Au XIV° siècle, on constatera amèrement qu'Athéniens, Thébains et Péloponnésiens sont tombés dans une complète barbarie ; l'appauvrissement aidant, il n'y aura plus à Constantinople, à la veille de 1453, que trois ou quatre personnes occupées à étudier Aristote, et encore avaient-elles dû interrompre leurs travaux pour trouver un moyen de subsistance. Georges Scholarios pourra alors conclure qu'aucune vie intellectuelle n'est plus possible dans une capitale minée par la misère. Pourtant, à en croire Démétrios Kydonès, les Byzantins s'illusionnaient encore sur leur culture : tandis que les Grecs continuent à voir dans les Latins des "ânes" ou du "bétail", incapables d'être autre chose que militaires ou marchands, pendant que Byzance s'endort dans le sentiment d'une supériorité trompeuse, l'Occident s'est pourtant mis à étudier Platon et Aristote. D'où cette conclusion terrible : "Parce que (les Grecs) ne se sont pas préoccupés de leur propre sagesse, ils considèrent les raisonnements des Latins comme des inventions latines... Mais (les Latins) montrent une grande soif pour s'avancer dans les labyrinthes d'Aristote et de Platon, pour lesquels notre peuple n'a jamais montré d'intérêt." Bref, il faut prendre conscience d'une cruelle réalité : Thomas d'Aquin est plus grec que les Grecs."
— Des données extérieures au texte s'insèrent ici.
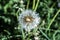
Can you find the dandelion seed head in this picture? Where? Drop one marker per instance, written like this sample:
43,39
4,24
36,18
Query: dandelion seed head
29,19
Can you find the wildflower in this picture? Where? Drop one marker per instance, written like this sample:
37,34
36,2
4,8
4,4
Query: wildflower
36,38
28,20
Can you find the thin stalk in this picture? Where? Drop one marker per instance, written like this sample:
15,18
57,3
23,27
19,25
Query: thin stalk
36,5
28,4
53,19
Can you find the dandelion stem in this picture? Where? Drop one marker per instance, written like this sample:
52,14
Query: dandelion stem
33,4
28,3
36,5
53,19
23,35
55,34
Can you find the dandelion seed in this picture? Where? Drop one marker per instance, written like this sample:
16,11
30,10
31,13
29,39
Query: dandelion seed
28,20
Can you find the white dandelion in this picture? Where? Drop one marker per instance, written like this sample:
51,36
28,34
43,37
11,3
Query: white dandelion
29,19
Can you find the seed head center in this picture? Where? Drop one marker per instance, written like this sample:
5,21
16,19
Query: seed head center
28,19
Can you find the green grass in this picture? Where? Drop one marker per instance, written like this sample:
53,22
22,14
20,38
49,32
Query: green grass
48,29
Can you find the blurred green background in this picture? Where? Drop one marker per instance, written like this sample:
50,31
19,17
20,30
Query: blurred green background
47,9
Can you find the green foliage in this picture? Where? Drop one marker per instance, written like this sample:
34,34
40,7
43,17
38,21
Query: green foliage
48,29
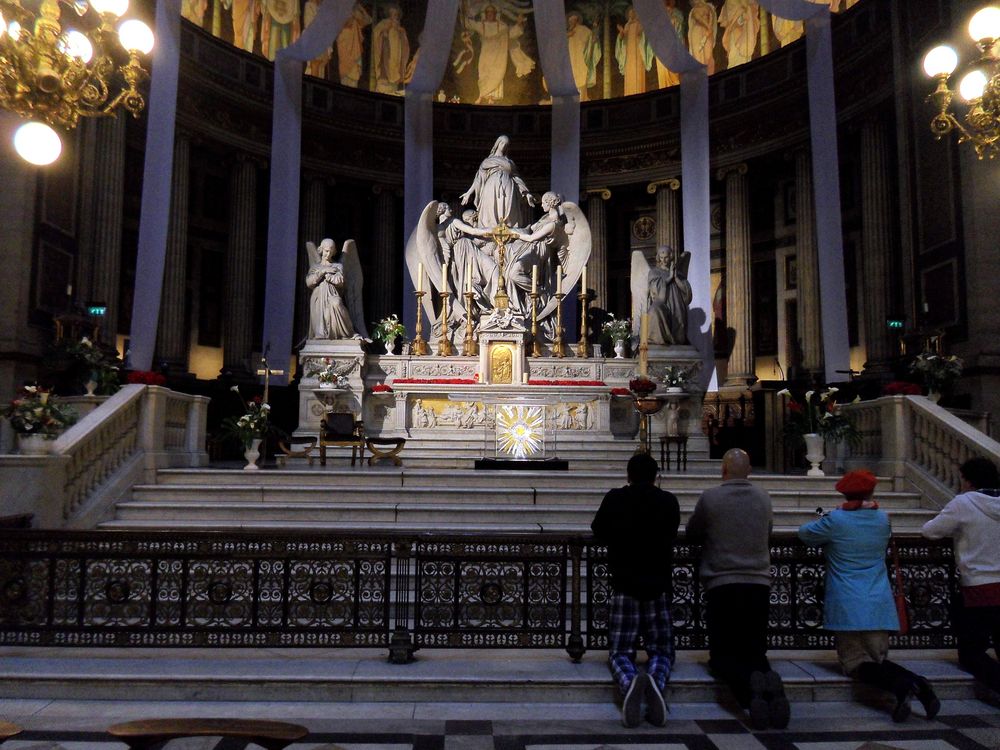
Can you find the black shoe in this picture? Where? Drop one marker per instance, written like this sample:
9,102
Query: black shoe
779,712
632,704
758,709
656,707
927,697
903,691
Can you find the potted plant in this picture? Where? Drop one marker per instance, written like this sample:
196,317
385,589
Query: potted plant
388,330
618,330
937,371
813,419
249,428
38,419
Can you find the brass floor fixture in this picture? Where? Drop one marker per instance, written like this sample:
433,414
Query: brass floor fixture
60,61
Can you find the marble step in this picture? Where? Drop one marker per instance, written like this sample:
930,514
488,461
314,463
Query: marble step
363,675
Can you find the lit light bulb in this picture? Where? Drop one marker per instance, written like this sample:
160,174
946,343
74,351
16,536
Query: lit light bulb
940,61
114,7
973,85
37,143
136,36
76,44
985,24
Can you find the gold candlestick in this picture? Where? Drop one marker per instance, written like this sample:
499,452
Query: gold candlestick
445,349
536,345
558,348
582,345
470,347
419,347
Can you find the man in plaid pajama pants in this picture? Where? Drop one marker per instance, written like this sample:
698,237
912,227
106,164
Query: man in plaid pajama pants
638,524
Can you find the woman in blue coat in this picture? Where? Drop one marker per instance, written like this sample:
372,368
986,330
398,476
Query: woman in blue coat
859,607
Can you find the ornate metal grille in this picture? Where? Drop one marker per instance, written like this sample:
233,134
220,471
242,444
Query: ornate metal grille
396,591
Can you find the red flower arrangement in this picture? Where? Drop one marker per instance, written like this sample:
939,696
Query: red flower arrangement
567,382
901,388
145,377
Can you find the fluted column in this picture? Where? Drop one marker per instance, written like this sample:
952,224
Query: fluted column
876,247
237,311
312,228
739,315
108,193
597,267
807,265
172,333
382,292
668,213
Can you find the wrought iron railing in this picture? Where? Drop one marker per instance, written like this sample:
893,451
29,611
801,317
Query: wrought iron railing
398,591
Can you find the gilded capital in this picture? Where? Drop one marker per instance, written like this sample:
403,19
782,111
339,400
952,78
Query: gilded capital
673,183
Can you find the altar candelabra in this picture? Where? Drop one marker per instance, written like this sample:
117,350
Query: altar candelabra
445,349
419,347
470,348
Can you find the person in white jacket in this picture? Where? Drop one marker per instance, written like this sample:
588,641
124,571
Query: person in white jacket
972,519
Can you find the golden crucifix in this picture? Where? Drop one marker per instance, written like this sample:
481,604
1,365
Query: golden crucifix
501,234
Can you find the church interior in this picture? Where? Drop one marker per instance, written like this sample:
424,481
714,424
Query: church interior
327,324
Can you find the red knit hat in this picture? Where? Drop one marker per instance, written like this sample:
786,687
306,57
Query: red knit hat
857,485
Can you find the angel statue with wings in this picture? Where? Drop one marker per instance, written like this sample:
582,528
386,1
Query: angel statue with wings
335,278
663,292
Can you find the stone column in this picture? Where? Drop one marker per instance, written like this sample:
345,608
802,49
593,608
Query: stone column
171,337
382,292
108,194
807,267
668,214
739,310
237,311
312,228
597,267
876,245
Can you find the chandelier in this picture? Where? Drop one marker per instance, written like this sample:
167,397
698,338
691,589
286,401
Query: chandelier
979,86
60,62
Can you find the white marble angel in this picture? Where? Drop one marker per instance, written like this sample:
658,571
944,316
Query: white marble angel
335,278
663,292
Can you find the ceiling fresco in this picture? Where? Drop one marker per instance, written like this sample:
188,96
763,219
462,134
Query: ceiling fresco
494,55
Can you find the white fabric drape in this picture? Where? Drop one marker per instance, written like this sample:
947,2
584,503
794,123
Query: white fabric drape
418,126
695,171
286,158
154,218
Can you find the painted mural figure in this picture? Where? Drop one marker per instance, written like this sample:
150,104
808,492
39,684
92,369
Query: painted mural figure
703,28
633,53
584,53
497,42
741,21
664,76
351,46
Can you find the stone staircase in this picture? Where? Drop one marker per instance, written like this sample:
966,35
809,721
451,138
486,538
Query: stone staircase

"Par conséquent, si les superstitions "antiques" de Byzance sont si tenaces, c'est justement parce que les Byzantins les jugent issues de ces mêmes puissiances démoniaques qui fondent toutes les autres. Sans aucun paradoxe, on peut donc dire que c'est le Christianisme qui a conservé, parfois même ravivé, des conceptions et des pratiques qui auraient dû disparaître en même temps que l'édifice religieux antique. N'oublions pas, en effet, que toute pratique superstitieuse a pour prétention suprême d'être efficace, de satisfaire des désirs autrement impossibles à combler ; aussi le Chrétien n'aurait-il pu conserver la moindre trace des doctrines et des rites païens s'il avait pensé ne pouvoir atteindre, par leur intermédiaire, que des dieux auxquels il ne croyait plus, qui n'avaient donc pour lui aucun pouvoir utilisable. Au contraire, il ne pouvait qu'y puiser une confiance renouvelée, à partir du moment où on lui assurait que le Diable en devenait le véritable instigateur : le paganisme devenait une magie comme une autre, un autre moyen de se concilier la terrible efficacité démoniaque. En déniant tout fondement moral aux religions antiques, en les repoussant en bloc du côté des puissances du Mal, le Christianisme affirmait qu'elles étaient réellement opérantes pour qui accepterait de dévier par rapport à la vraie doctrine."
Alain Ducellier, Le drame de Byzance, idéal et échec d'une société chrétienne, III, Le modèle chrétien et le modèle contre-antique.